Rack Of Lamb With Coconut Mint Sauce And Glazed Peas
|Rack of lamb||3 Pound, trenched (2 Rack Of Lamb, 1 1/2 Pound Each)|
|Extra-virgin olive oil||1 Tablespoon|
|Unsweetened coconut milk||1⁄2 Cup (8 tbs)|
|Mint leaves||1⁄4 Cup (4 tbs)|
|Fresh ginger slices||3 (1/4 Inch Slices)|
|Garlic||2 Clove (10 gm)|
|Fresh lime juice||2 Tablespoon|
|Jalapeno||1 , seeded|
|Cilantro||1 Tablespoon, roughly chopped|
|Unsalted butter||1 Tablespoon|
|Shallot||1 , minced|
|Frozen baby peas||10 Ounce, thawed|
|Brown sugar||1 Tablespoon|
|Freshly ground black pepper||To Taste|
1. Preheat the oven to 400° Set the lamb in a medium roasting pan. Season with salt and pepper and drizzle with oil. Roast until an instant-read thermometer inserted into the center registers 125° for medium-rare, about 35 minutes. Transfer to a cutting board and let rest for about 5 minutes.
2. Meanwhile, in a blender or food processor, puree the coconut milk, mint, ginger, garlic, lime juice, jalapeno and cilantro until smooth. Season with salt and pepper.

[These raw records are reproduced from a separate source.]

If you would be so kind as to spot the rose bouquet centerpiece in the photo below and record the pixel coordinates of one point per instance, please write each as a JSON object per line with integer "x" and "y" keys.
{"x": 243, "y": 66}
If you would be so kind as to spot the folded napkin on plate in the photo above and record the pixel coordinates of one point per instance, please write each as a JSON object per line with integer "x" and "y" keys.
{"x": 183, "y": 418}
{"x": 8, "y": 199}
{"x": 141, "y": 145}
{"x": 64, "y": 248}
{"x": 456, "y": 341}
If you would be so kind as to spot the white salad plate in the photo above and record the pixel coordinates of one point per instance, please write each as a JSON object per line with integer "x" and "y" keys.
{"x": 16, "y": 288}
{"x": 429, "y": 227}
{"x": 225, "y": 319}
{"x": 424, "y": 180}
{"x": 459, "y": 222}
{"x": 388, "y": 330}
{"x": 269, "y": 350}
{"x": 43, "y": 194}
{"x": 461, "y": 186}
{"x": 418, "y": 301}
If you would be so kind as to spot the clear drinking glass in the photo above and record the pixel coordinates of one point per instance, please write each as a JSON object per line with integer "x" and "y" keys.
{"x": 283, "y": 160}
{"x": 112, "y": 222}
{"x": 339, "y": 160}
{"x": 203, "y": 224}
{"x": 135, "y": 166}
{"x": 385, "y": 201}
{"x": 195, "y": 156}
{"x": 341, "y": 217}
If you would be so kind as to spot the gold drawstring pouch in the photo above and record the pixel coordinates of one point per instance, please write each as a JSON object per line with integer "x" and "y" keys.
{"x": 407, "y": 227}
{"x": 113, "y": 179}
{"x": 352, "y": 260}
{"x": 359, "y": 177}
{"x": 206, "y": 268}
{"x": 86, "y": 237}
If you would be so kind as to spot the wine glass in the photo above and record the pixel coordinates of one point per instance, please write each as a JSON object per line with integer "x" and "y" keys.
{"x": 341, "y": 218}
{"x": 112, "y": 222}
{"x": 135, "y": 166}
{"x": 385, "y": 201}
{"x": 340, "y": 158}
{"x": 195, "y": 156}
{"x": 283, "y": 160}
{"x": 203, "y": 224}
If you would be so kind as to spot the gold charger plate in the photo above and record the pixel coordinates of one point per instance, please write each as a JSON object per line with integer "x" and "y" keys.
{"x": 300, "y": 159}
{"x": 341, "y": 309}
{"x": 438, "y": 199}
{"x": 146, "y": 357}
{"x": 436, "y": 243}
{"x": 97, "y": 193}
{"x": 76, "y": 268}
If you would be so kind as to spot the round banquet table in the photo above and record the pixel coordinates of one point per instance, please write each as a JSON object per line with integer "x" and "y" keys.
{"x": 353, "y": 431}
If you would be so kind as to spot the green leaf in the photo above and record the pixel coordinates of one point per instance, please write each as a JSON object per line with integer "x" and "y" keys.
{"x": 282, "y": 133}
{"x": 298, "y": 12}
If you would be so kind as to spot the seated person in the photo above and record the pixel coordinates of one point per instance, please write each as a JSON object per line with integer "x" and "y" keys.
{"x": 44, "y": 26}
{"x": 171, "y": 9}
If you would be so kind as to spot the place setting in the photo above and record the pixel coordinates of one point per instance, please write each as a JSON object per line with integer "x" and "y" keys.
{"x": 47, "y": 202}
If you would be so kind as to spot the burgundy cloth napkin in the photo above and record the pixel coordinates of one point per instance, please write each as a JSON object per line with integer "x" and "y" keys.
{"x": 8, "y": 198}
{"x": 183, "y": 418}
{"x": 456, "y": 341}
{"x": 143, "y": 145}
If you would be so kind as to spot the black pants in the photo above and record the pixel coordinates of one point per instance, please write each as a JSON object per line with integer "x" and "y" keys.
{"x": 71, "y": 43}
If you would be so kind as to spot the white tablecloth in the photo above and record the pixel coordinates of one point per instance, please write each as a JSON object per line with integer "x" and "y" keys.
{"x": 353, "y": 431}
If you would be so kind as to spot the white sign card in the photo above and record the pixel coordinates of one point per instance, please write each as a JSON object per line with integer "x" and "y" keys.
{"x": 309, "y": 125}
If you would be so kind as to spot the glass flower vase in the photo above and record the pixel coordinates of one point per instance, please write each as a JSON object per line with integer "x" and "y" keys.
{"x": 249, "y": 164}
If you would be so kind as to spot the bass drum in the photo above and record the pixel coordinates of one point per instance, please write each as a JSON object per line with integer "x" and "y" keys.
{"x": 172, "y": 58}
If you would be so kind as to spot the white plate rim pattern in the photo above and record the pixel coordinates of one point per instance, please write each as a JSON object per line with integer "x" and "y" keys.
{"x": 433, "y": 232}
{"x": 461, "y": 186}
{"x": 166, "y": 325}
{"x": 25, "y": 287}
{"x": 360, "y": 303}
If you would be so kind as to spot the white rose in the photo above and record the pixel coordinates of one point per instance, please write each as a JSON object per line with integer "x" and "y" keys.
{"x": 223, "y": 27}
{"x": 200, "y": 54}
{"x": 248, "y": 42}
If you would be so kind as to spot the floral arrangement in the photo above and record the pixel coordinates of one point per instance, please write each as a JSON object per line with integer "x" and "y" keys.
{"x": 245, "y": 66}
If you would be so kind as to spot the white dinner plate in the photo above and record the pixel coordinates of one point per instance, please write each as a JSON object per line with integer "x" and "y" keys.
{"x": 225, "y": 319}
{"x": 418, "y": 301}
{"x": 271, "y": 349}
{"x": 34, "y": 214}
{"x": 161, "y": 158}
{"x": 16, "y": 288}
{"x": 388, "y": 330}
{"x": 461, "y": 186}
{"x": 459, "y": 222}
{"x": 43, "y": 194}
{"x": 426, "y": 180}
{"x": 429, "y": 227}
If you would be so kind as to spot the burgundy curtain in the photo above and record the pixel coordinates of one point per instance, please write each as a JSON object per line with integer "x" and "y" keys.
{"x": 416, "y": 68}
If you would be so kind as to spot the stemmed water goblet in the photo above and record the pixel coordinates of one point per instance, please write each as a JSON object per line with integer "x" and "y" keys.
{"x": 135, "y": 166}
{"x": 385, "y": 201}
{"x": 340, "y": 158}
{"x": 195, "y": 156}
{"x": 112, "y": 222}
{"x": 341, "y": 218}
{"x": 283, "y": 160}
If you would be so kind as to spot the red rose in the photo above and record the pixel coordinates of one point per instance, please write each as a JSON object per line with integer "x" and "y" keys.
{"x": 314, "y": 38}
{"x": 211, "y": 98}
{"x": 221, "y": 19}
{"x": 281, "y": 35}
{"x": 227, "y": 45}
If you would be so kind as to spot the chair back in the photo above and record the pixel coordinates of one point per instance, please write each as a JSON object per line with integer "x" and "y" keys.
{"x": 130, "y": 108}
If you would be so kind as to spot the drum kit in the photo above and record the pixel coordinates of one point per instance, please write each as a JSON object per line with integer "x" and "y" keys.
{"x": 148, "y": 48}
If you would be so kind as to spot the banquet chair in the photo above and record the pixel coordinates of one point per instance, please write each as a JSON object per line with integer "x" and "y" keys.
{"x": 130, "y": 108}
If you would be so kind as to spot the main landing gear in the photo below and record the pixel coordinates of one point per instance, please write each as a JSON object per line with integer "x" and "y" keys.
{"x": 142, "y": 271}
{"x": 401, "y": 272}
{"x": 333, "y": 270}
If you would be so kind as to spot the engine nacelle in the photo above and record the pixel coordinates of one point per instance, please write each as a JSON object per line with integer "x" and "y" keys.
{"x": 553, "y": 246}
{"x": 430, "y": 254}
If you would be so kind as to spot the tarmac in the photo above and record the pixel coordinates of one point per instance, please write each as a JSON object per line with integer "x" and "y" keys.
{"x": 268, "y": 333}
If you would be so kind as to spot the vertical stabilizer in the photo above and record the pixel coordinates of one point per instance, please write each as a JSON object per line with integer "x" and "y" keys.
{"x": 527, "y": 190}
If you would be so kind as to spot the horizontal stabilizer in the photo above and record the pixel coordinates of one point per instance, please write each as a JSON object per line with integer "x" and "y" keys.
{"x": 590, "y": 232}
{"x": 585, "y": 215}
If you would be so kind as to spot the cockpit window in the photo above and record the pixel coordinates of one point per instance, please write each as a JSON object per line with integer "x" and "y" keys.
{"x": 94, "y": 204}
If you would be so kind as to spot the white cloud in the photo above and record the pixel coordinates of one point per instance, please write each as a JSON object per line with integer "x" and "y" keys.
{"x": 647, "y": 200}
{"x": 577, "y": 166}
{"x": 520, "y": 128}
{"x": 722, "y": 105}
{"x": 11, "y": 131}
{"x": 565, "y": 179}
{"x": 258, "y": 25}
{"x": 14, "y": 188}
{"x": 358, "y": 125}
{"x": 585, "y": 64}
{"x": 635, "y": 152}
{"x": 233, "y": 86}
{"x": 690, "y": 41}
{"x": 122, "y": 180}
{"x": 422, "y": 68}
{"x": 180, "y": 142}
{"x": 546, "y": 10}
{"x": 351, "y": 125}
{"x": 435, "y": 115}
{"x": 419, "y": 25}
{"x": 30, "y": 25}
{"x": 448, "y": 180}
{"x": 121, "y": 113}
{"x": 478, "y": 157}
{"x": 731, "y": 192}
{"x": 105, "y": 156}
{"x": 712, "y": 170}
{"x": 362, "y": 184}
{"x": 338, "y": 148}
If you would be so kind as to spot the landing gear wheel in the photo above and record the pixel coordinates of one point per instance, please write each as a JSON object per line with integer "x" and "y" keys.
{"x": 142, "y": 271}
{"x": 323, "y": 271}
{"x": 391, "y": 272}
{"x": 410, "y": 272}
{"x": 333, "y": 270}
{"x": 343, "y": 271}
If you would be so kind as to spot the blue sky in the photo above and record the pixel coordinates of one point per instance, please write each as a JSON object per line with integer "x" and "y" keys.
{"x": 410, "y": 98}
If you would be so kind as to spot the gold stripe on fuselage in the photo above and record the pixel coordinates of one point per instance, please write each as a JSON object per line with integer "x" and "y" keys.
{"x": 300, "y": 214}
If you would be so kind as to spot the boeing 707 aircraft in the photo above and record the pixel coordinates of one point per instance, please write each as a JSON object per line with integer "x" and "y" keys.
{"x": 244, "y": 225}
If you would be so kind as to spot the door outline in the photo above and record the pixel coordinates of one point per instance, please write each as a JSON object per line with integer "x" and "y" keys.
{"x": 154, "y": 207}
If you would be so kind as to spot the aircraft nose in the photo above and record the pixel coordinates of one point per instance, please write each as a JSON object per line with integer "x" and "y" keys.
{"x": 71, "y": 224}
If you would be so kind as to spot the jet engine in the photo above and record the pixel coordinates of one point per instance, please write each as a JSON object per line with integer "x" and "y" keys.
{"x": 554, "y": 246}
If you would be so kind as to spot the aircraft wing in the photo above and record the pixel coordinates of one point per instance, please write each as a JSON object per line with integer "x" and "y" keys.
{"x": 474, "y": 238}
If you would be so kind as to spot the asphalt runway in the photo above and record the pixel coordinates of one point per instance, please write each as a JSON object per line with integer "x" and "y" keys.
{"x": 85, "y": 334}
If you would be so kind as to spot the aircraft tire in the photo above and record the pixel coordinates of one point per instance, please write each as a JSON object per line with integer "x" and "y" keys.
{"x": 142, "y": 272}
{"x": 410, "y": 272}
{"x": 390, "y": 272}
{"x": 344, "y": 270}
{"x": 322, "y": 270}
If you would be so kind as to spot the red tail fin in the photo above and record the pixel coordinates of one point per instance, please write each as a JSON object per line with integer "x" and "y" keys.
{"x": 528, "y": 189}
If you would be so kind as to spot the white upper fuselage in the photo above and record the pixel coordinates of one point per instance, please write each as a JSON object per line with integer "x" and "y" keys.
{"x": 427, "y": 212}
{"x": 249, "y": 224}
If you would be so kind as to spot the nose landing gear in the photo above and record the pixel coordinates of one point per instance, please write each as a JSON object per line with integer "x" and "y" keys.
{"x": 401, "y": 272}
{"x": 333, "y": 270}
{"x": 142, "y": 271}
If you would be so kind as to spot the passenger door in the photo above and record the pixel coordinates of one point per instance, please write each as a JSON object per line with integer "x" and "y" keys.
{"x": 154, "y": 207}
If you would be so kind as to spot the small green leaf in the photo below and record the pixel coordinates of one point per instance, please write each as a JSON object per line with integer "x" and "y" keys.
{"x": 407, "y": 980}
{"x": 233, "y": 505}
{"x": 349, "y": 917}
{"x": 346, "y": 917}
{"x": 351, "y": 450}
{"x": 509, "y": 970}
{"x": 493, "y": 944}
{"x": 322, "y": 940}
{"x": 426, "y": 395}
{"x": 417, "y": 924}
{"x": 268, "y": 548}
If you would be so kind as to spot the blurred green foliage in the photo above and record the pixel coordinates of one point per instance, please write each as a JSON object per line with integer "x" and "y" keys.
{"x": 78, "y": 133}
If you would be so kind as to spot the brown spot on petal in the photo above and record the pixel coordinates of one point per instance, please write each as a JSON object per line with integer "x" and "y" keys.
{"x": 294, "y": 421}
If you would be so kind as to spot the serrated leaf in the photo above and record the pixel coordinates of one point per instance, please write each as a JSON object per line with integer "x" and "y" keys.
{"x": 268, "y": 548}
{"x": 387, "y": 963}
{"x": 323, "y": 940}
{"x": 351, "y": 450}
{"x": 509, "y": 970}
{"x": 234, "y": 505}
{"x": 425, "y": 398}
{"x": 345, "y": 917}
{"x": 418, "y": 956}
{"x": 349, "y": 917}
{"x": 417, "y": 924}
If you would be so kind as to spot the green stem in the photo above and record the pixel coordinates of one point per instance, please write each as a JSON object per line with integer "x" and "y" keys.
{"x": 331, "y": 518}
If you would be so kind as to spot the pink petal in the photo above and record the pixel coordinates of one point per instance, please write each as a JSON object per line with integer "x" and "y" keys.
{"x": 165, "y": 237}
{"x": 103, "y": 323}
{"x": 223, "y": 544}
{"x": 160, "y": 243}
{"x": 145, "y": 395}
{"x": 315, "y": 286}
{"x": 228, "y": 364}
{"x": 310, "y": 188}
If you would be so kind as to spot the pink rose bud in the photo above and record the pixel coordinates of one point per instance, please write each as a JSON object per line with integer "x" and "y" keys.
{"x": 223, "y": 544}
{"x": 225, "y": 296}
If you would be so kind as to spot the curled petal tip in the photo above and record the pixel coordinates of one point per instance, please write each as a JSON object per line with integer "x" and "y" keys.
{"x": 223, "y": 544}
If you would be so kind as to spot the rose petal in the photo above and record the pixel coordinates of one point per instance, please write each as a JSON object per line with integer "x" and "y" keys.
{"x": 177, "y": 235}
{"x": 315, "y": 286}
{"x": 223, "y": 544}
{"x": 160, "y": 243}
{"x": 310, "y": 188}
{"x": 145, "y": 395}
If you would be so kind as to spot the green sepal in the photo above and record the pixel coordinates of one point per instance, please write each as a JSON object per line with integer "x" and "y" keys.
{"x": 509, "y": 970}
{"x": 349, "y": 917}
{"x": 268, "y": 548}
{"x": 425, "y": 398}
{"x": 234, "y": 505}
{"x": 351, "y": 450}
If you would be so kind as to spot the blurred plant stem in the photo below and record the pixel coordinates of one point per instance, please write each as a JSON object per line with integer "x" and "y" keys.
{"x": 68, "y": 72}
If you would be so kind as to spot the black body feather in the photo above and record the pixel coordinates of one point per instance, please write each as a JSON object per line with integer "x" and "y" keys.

3. In a medium skillet, melt the butter. Add the minced shallot and cook over moderate heat, stirring, until softened, about 3 minutes. Add the peas and brown sugar, season with salt and pepper and cook until the peas are lightly coated with the glaze, 2 to 3 minutes longer. Carve the lamb into chops and serve with the coconut-mint sauce and peas.